桐生さんはそう言うと、ゆっくりと歩き出した。


慌ててそれについていく俺。




「あの、桐生……さん」


「何?」













“神崎!医師か先輩って呼べって
 何回言ったらわかるんだ”






“無理。だって俺、尊敬してない人、
 そんなふうに呼べませんもん”













この人は俺が
“医師”や“先輩”って呼ばなくても


怒ることなく、
俺の目をじっと見つめて笑った。




なんだろう。


この人……。


調子狂うな。




「や、何でもない……っす」


「そう。
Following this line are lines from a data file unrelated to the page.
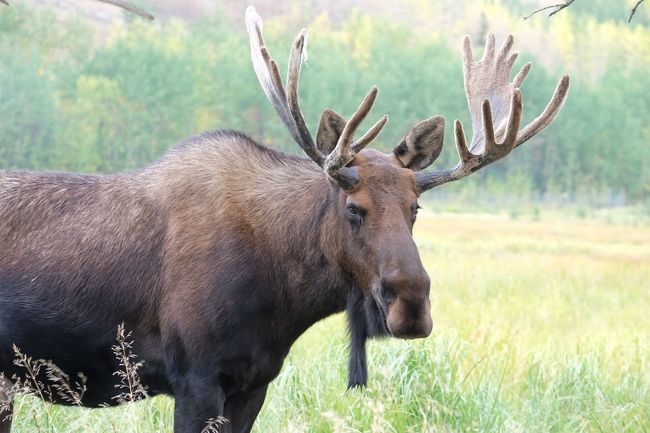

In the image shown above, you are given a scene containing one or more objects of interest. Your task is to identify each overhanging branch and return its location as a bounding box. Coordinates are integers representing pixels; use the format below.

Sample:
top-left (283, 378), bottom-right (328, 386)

top-left (521, 0), bottom-right (645, 23)
top-left (522, 0), bottom-right (576, 20)
top-left (0, 0), bottom-right (154, 20)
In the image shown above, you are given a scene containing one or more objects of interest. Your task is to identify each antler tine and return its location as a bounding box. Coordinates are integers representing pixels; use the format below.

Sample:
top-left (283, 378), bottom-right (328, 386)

top-left (246, 6), bottom-right (325, 166)
top-left (416, 35), bottom-right (569, 192)
top-left (515, 75), bottom-right (569, 147)
top-left (324, 86), bottom-right (388, 177)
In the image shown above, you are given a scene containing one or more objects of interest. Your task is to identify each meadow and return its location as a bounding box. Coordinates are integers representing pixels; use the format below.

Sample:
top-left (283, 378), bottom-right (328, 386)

top-left (8, 211), bottom-right (650, 433)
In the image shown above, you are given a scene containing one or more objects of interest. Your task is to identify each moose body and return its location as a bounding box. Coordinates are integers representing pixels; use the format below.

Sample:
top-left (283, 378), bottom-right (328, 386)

top-left (0, 8), bottom-right (568, 433)
top-left (0, 131), bottom-right (370, 431)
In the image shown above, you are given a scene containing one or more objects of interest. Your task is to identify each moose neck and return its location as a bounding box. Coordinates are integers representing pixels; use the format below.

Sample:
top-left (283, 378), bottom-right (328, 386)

top-left (243, 155), bottom-right (352, 338)
top-left (148, 132), bottom-right (352, 343)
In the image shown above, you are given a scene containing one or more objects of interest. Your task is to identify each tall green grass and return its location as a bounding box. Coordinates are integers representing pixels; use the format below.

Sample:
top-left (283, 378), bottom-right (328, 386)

top-left (6, 213), bottom-right (650, 433)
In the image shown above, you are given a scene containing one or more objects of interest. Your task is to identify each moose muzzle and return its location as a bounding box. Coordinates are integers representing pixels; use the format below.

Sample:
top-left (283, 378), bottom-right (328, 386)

top-left (381, 269), bottom-right (433, 339)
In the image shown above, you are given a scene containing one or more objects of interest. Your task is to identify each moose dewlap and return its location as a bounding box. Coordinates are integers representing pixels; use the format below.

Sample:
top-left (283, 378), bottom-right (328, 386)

top-left (0, 8), bottom-right (569, 433)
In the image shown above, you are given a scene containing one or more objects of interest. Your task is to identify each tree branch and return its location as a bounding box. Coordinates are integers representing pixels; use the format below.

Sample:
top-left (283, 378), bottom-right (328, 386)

top-left (0, 0), bottom-right (154, 20)
top-left (522, 0), bottom-right (576, 20)
top-left (520, 0), bottom-right (645, 23)
top-left (93, 0), bottom-right (154, 20)
top-left (627, 0), bottom-right (645, 23)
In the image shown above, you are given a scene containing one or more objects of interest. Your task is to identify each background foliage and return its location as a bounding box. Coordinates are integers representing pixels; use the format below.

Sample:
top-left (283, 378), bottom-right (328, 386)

top-left (0, 0), bottom-right (650, 205)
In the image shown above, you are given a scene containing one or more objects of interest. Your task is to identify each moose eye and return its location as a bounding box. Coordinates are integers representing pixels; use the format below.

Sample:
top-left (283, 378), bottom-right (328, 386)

top-left (345, 205), bottom-right (365, 230)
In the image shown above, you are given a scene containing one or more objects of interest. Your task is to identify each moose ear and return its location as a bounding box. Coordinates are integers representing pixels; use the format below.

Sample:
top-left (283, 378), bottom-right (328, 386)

top-left (316, 108), bottom-right (347, 155)
top-left (393, 116), bottom-right (445, 171)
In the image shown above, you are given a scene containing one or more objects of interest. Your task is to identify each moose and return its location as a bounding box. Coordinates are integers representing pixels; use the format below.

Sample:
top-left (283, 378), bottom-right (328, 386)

top-left (0, 7), bottom-right (569, 433)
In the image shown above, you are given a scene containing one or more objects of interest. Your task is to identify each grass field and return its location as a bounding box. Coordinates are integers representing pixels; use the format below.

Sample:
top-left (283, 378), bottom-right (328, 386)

top-left (6, 213), bottom-right (650, 433)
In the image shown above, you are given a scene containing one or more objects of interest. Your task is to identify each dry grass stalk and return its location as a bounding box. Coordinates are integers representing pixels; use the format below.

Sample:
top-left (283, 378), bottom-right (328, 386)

top-left (112, 323), bottom-right (149, 403)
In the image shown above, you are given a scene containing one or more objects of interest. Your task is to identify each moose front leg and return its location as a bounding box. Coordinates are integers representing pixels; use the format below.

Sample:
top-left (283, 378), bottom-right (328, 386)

top-left (219, 386), bottom-right (267, 433)
top-left (172, 375), bottom-right (225, 433)
top-left (0, 374), bottom-right (13, 433)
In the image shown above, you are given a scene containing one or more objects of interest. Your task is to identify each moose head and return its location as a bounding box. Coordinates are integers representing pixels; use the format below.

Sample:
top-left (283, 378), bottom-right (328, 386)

top-left (246, 7), bottom-right (569, 386)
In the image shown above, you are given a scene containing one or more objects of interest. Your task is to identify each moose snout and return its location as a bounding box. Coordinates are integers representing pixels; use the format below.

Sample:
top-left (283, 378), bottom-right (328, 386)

top-left (380, 269), bottom-right (433, 339)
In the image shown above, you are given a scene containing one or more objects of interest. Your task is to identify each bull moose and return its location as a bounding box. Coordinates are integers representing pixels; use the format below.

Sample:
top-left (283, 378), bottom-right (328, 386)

top-left (0, 7), bottom-right (569, 433)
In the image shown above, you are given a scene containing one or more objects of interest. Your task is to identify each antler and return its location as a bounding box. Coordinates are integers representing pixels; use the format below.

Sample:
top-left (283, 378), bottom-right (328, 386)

top-left (246, 6), bottom-right (388, 179)
top-left (416, 34), bottom-right (569, 192)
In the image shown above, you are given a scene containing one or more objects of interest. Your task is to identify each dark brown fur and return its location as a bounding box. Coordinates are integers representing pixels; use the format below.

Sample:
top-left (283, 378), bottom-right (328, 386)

top-left (0, 131), bottom-right (428, 433)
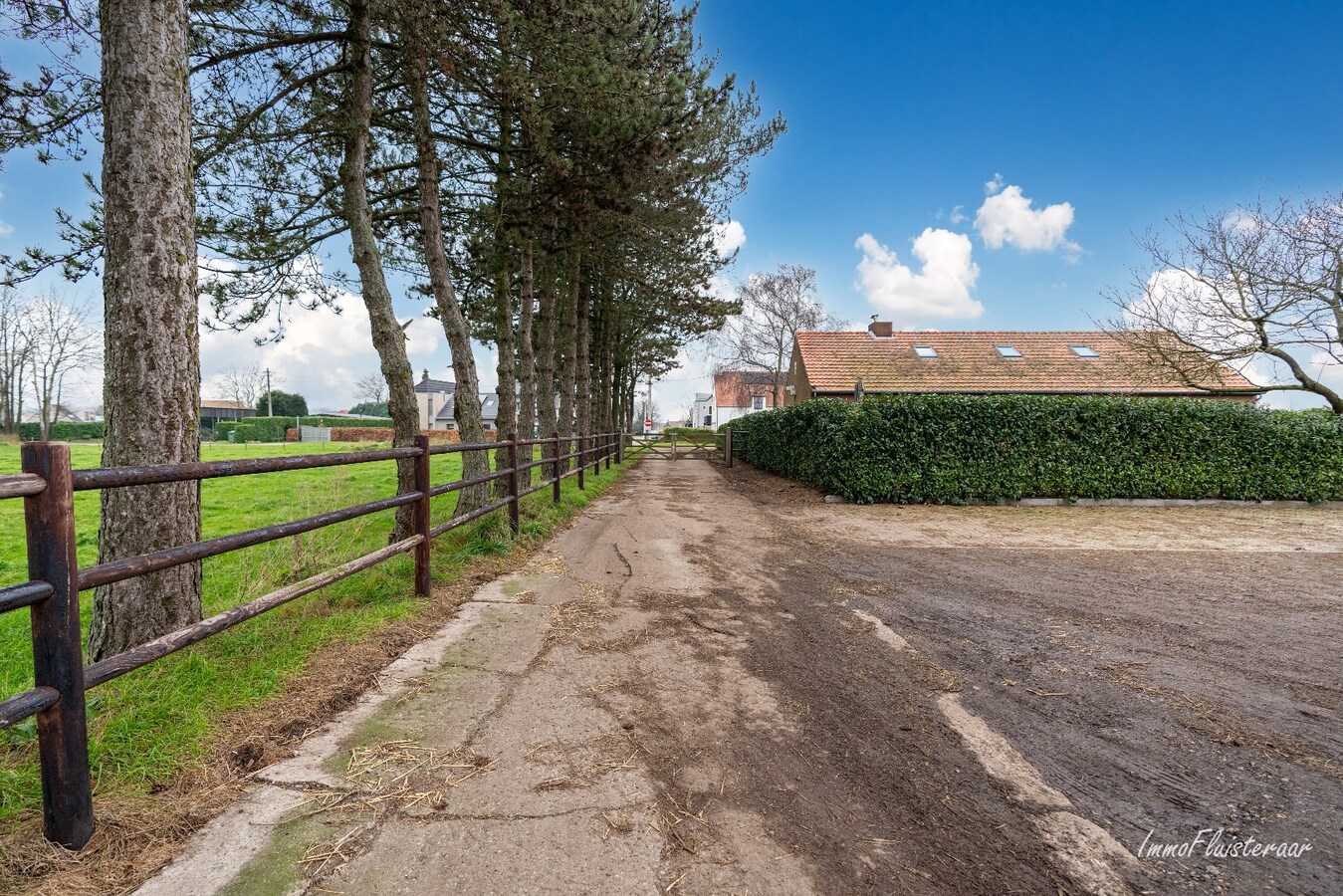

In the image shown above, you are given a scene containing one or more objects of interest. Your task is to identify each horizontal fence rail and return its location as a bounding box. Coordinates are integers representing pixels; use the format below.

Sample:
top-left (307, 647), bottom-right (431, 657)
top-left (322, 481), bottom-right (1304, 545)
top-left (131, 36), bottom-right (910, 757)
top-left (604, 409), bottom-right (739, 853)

top-left (0, 432), bottom-right (624, 849)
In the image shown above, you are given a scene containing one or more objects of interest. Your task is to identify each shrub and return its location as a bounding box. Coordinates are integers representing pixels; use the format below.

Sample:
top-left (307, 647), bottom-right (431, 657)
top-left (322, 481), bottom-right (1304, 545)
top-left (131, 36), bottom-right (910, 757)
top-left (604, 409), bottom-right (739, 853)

top-left (732, 395), bottom-right (1343, 504)
top-left (19, 420), bottom-right (105, 442)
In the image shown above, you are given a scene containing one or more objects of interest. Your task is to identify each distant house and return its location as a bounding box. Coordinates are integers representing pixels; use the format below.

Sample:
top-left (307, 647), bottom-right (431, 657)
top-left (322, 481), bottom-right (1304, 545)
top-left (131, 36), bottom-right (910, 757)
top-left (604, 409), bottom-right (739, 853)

top-left (783, 321), bottom-right (1259, 404)
top-left (200, 397), bottom-right (257, 430)
top-left (415, 370), bottom-right (500, 430)
top-left (694, 370), bottom-right (774, 427)
top-left (690, 392), bottom-right (713, 426)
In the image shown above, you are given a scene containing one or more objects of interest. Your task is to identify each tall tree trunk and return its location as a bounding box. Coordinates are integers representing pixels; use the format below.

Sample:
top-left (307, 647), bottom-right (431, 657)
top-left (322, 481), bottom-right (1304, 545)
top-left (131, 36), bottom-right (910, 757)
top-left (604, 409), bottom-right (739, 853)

top-left (536, 200), bottom-right (560, 476)
top-left (494, 270), bottom-right (517, 497)
top-left (555, 250), bottom-right (582, 466)
top-left (339, 0), bottom-right (419, 542)
top-left (573, 274), bottom-right (592, 435)
top-left (407, 38), bottom-right (490, 516)
top-left (89, 0), bottom-right (200, 661)
top-left (517, 239), bottom-right (536, 489)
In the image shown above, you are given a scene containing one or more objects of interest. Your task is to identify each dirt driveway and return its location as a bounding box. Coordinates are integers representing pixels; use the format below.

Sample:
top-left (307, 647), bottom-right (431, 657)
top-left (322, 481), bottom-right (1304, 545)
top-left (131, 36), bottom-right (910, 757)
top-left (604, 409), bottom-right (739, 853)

top-left (715, 459), bottom-right (1343, 893)
top-left (143, 459), bottom-right (1343, 896)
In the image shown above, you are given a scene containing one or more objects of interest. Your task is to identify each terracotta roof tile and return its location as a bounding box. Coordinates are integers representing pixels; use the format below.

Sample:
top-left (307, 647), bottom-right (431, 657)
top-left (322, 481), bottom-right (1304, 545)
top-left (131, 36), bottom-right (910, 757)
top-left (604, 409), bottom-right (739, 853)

top-left (797, 331), bottom-right (1254, 395)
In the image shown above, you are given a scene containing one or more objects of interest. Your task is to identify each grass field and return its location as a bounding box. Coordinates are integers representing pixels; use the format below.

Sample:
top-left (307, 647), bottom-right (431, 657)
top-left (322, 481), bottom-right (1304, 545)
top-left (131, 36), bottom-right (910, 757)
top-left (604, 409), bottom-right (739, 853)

top-left (0, 443), bottom-right (615, 820)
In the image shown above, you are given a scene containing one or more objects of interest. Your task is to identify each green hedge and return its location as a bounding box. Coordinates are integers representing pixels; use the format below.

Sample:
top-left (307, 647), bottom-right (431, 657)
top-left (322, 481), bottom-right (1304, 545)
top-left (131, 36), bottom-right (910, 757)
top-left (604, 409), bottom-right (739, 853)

top-left (732, 395), bottom-right (1343, 504)
top-left (19, 420), bottom-right (104, 442)
top-left (215, 416), bottom-right (392, 442)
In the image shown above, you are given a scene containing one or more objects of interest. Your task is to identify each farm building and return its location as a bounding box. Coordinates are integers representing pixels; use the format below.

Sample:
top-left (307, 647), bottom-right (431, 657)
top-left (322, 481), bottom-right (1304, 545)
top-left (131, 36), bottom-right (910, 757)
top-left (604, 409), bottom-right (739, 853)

top-left (694, 370), bottom-right (775, 426)
top-left (783, 321), bottom-right (1259, 404)
top-left (200, 397), bottom-right (257, 430)
top-left (415, 370), bottom-right (500, 430)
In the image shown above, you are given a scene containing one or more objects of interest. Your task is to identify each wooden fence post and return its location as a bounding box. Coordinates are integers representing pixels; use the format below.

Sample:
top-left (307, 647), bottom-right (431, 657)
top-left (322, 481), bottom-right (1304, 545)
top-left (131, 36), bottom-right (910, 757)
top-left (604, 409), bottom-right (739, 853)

top-left (20, 442), bottom-right (93, 849)
top-left (577, 435), bottom-right (587, 489)
top-left (415, 434), bottom-right (432, 597)
top-left (508, 432), bottom-right (519, 535)
top-left (551, 430), bottom-right (564, 504)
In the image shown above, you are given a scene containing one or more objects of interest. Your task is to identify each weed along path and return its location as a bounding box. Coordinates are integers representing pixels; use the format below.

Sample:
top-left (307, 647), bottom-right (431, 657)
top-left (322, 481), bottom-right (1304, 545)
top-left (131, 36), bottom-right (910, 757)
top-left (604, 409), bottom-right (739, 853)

top-left (130, 459), bottom-right (1343, 896)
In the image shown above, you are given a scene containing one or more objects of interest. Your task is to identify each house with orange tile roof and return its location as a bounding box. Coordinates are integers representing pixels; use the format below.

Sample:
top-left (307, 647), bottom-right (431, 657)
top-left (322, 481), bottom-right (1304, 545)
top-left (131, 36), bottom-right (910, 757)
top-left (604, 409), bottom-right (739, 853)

top-left (783, 321), bottom-right (1259, 404)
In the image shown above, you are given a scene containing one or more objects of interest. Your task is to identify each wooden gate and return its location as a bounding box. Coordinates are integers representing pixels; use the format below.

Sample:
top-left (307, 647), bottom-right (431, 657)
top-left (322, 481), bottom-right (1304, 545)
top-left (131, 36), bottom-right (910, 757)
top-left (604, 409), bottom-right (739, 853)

top-left (627, 432), bottom-right (719, 461)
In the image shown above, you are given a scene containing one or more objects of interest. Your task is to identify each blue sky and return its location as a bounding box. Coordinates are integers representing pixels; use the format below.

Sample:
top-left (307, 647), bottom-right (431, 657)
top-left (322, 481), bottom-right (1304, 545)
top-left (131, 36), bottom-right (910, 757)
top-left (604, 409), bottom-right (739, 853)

top-left (0, 0), bottom-right (1343, 415)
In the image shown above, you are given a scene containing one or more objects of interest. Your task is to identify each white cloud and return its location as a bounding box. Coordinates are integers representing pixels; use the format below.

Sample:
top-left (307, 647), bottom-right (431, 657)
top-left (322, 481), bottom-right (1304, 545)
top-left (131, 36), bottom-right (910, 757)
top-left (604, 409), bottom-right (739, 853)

top-left (855, 227), bottom-right (985, 319)
top-left (200, 293), bottom-right (443, 411)
top-left (200, 258), bottom-right (445, 412)
top-left (711, 220), bottom-right (747, 255)
top-left (975, 182), bottom-right (1082, 259)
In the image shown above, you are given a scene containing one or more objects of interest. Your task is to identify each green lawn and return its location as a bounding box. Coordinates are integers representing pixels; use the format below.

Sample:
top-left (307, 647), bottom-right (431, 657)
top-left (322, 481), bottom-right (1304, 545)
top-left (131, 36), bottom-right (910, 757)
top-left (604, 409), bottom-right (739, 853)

top-left (0, 443), bottom-right (628, 820)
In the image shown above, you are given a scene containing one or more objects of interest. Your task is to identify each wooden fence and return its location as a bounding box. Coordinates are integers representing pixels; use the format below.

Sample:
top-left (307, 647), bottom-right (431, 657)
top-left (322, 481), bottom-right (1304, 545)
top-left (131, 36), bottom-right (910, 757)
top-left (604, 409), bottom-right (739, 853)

top-left (0, 432), bottom-right (623, 849)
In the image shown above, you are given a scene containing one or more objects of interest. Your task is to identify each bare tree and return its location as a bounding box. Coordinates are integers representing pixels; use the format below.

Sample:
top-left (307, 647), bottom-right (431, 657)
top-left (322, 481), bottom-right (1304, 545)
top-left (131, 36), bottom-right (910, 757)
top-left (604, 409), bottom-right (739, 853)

top-left (26, 296), bottom-right (103, 441)
top-left (1104, 193), bottom-right (1343, 415)
top-left (0, 288), bottom-right (32, 435)
top-left (709, 265), bottom-right (845, 407)
top-left (354, 373), bottom-right (387, 404)
top-left (215, 364), bottom-right (266, 408)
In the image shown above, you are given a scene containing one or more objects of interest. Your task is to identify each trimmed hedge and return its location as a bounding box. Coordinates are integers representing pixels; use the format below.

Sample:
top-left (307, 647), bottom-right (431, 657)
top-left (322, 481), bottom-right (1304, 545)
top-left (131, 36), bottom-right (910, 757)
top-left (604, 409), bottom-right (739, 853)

top-left (19, 420), bottom-right (105, 442)
top-left (215, 416), bottom-right (392, 442)
top-left (732, 395), bottom-right (1343, 504)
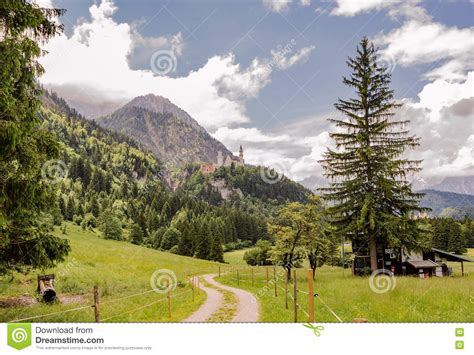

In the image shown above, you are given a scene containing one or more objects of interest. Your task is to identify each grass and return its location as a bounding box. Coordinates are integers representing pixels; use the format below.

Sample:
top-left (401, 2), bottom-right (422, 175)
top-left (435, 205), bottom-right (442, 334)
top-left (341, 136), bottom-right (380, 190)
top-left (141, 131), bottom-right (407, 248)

top-left (0, 223), bottom-right (230, 322)
top-left (204, 282), bottom-right (237, 323)
top-left (219, 252), bottom-right (474, 322)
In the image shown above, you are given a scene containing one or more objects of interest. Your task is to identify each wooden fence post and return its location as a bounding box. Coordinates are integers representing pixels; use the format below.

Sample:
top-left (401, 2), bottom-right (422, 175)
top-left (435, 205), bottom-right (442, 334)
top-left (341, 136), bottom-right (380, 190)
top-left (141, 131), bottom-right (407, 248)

top-left (273, 266), bottom-right (278, 297)
top-left (308, 269), bottom-right (314, 323)
top-left (293, 270), bottom-right (298, 323)
top-left (168, 287), bottom-right (171, 318)
top-left (94, 286), bottom-right (100, 323)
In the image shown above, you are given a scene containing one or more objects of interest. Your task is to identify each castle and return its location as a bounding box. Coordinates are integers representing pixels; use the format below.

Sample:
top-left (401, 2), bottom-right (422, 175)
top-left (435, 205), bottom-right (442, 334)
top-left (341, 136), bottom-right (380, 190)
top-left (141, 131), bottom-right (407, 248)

top-left (201, 146), bottom-right (245, 174)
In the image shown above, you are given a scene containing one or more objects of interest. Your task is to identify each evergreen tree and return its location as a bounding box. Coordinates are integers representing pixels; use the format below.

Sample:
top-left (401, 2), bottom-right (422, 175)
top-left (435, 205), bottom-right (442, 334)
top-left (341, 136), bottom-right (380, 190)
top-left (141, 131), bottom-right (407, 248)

top-left (196, 219), bottom-right (211, 260)
top-left (64, 196), bottom-right (76, 221)
top-left (0, 0), bottom-right (70, 274)
top-left (130, 223), bottom-right (144, 244)
top-left (160, 227), bottom-right (181, 250)
top-left (321, 38), bottom-right (424, 271)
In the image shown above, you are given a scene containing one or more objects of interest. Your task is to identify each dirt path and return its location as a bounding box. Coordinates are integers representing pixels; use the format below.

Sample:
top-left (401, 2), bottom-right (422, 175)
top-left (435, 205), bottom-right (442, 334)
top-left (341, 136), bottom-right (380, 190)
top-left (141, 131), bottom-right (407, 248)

top-left (184, 274), bottom-right (259, 323)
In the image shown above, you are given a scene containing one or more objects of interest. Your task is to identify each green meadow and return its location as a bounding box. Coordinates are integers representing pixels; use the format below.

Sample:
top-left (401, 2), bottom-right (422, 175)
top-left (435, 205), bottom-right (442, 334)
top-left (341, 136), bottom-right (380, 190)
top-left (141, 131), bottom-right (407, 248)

top-left (219, 249), bottom-right (474, 322)
top-left (0, 223), bottom-right (228, 322)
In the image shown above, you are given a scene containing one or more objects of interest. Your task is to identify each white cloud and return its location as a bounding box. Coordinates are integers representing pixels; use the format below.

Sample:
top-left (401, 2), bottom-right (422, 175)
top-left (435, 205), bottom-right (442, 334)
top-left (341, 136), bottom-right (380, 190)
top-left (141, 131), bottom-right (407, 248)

top-left (374, 21), bottom-right (474, 80)
top-left (263, 0), bottom-right (292, 13)
top-left (271, 46), bottom-right (316, 70)
top-left (331, 0), bottom-right (430, 20)
top-left (398, 72), bottom-right (474, 176)
top-left (331, 0), bottom-right (402, 16)
top-left (41, 0), bottom-right (312, 131)
top-left (215, 57), bottom-right (272, 101)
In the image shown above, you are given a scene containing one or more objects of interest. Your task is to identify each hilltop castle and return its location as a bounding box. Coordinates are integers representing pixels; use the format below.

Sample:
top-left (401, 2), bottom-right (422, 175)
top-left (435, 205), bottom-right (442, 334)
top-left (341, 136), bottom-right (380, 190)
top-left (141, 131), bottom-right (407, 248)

top-left (201, 146), bottom-right (245, 174)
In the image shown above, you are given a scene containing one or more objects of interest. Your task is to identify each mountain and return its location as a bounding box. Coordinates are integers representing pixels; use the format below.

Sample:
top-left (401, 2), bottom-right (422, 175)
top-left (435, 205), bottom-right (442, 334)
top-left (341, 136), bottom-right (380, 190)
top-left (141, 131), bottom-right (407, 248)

top-left (97, 94), bottom-right (232, 169)
top-left (39, 92), bottom-right (268, 261)
top-left (421, 189), bottom-right (474, 218)
top-left (412, 175), bottom-right (474, 195)
top-left (430, 176), bottom-right (474, 195)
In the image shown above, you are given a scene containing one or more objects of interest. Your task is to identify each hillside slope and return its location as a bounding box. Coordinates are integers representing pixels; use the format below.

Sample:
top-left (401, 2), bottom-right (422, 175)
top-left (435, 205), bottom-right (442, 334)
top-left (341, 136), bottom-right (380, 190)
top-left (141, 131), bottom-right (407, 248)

top-left (0, 223), bottom-right (225, 322)
top-left (420, 190), bottom-right (474, 218)
top-left (97, 94), bottom-right (232, 168)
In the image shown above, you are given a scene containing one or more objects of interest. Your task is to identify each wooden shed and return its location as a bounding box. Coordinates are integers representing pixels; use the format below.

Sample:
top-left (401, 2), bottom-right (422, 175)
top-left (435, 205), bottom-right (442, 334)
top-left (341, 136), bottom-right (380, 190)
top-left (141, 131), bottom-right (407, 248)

top-left (403, 260), bottom-right (441, 279)
top-left (423, 248), bottom-right (474, 276)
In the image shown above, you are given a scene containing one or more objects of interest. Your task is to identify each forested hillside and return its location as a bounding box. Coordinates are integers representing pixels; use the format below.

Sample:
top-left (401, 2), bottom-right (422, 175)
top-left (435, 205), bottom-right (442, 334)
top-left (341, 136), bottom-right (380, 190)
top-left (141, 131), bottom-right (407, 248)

top-left (41, 93), bottom-right (267, 261)
top-left (97, 94), bottom-right (232, 169)
top-left (180, 165), bottom-right (312, 216)
top-left (421, 190), bottom-right (474, 219)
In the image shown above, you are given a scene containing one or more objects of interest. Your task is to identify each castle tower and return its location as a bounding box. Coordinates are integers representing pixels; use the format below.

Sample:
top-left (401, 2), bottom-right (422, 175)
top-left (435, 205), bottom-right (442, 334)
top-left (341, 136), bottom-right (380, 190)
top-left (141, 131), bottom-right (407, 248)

top-left (217, 150), bottom-right (224, 168)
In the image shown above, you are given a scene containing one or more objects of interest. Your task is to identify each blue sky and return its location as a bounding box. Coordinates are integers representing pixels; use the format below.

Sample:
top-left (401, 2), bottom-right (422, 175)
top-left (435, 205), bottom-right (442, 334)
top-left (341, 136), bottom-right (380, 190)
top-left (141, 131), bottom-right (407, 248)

……ねぇ、神崎医師は
 私で指導医何人目なの?」



「え?あー……んと、5人目?
 や、7人目だったかな?あれ?」




マジでわかんねぇ。


一人目は2週間で交替になって、
2人目は3日で交替。


3人目は1日で交替なって、
4人目は確かその日のうちに交替して……。



マジで何人目だ?


「あはは。1ヶ月しかたってないのに
 そんなに代わったの?
 
 私は何日くらい指導出来るのかしら」



桐生さんはおかしそうにそう言った。





こいつ、絶対馬鹿にしてる……。



女のくせに。


俺のことなんだと思ってるんだよ。



膨れっ面で桐生さんを見ると、
彼女は柔らかく笑った。




「医師。こっちです」


反対側にふらふらと歩こうとしていた俺を
促すようにして、桐生さんは階段を降りた。